# Looking Dot.Net Job in SG



## mohansktrt

Hi Everybody, I've 4.5 years of experience in Software Development. I am working in reputed MNC company in Chennai. I am interest to migrate Singapore.

For Extra curriculum I've completed MCTS certification and PG Diploma in Cyber Security Ethical Hacking certifiaction from IMT B-School. 

I've contacts with some agencies. Agencies are told if i am available for FACE to FACE interview in SG they arrange the interviews. so I am planning to travel Singapore on April month for job search. 

Can some one please advice, April is the correct month for travel? or please recommend which month is better for job search.

Thanks in advance.


----------



## simonsays

My advice: there is no time called as good time for interviews.

If the market is good, generally January / Feb is a good time, as most people tender their resignation after receiving their bonusses / chinese new year benefits.

This year such practice seems a bit quite, though there are advertisements for vacancies as ever.

Most companies now prefer the candidate is here in presence for interviews, due to a flood of dubious candidates who failed to deliver.

Try to work with reputed and international agencies, as they will ensure you dont waste your time. Small time operators will hook you and hold and possess you till you exhaust yourself, and generally, small time operators will demand agency fees. Larger companies dont charge agency fee.

Hope this helps.

Cheers


----------



## nomad4ever

Great advice, *ecureilx*. Coming in person always beats application from far away. These days there are plenty of duds, applying for 10-20 different jobs at the same time, so employers generally like candidates who are in town, even better with PR already.


----------



## 83.giggles

i agree with ecureilx. there is no good month to find a job as it is relatively the same every month. 
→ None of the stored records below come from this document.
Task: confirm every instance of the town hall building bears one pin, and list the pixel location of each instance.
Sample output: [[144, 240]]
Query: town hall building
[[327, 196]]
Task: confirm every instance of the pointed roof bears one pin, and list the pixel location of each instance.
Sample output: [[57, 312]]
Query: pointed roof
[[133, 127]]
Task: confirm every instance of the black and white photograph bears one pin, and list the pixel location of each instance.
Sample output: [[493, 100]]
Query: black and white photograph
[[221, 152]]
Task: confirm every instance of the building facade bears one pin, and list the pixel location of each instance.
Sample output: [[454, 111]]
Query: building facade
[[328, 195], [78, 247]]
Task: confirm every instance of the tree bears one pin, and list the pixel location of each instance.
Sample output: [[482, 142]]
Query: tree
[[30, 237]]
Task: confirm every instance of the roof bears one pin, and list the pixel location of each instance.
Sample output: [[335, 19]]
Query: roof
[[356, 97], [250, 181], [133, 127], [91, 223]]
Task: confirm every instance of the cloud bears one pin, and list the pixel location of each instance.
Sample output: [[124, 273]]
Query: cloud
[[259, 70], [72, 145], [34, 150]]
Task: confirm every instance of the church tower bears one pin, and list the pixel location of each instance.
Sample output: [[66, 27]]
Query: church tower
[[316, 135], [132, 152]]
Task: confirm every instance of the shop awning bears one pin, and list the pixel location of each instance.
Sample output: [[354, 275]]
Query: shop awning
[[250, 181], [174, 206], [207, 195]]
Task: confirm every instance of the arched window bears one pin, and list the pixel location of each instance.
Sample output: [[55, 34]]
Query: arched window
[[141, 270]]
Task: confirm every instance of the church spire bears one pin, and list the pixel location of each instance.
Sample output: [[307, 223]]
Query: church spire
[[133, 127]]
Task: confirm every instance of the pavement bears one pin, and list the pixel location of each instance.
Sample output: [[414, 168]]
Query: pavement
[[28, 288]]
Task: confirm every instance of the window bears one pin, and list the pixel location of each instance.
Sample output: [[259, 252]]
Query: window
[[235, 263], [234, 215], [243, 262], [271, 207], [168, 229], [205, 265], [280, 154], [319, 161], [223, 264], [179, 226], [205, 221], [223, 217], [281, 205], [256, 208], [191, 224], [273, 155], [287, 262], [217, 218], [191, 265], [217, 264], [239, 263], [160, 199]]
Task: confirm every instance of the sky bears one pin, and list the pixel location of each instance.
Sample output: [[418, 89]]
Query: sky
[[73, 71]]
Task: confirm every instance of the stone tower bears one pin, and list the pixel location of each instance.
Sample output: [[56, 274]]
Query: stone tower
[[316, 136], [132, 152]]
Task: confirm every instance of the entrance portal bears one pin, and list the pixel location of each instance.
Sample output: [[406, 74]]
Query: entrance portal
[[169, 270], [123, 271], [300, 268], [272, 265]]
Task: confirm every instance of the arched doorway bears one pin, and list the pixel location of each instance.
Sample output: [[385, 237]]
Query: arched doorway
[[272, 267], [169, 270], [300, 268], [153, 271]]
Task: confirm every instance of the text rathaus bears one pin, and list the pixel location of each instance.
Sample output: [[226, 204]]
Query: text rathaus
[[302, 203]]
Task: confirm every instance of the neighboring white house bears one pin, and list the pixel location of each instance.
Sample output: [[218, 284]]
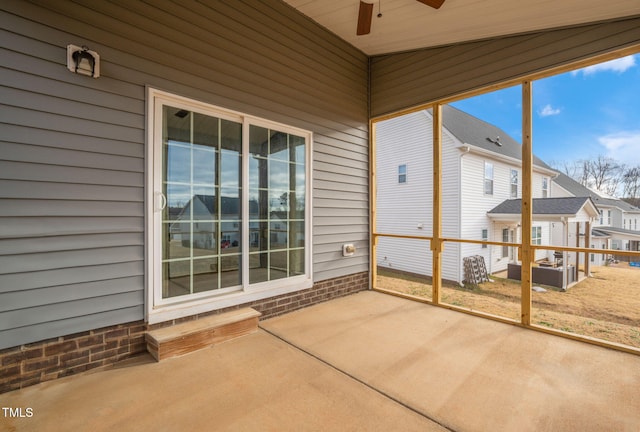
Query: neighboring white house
[[618, 224], [482, 188]]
i think that you should just come down in april for the interview better then not coming at all. before your interview with that particular company try looking for other job vacancy in other companies and set your interview in april as well. by doing so, you are able to fully utilize your time here with many interviews already lined up. increase your chances of getting hired.


----------



## 83.giggles

ohh. i forgot to mention. try checking out websites such as mocca, jobsdb, 88db, sgclassifieds, singapore.gumtree.sg.

they may have some job vacancy or recruitment agents you can go to.


----------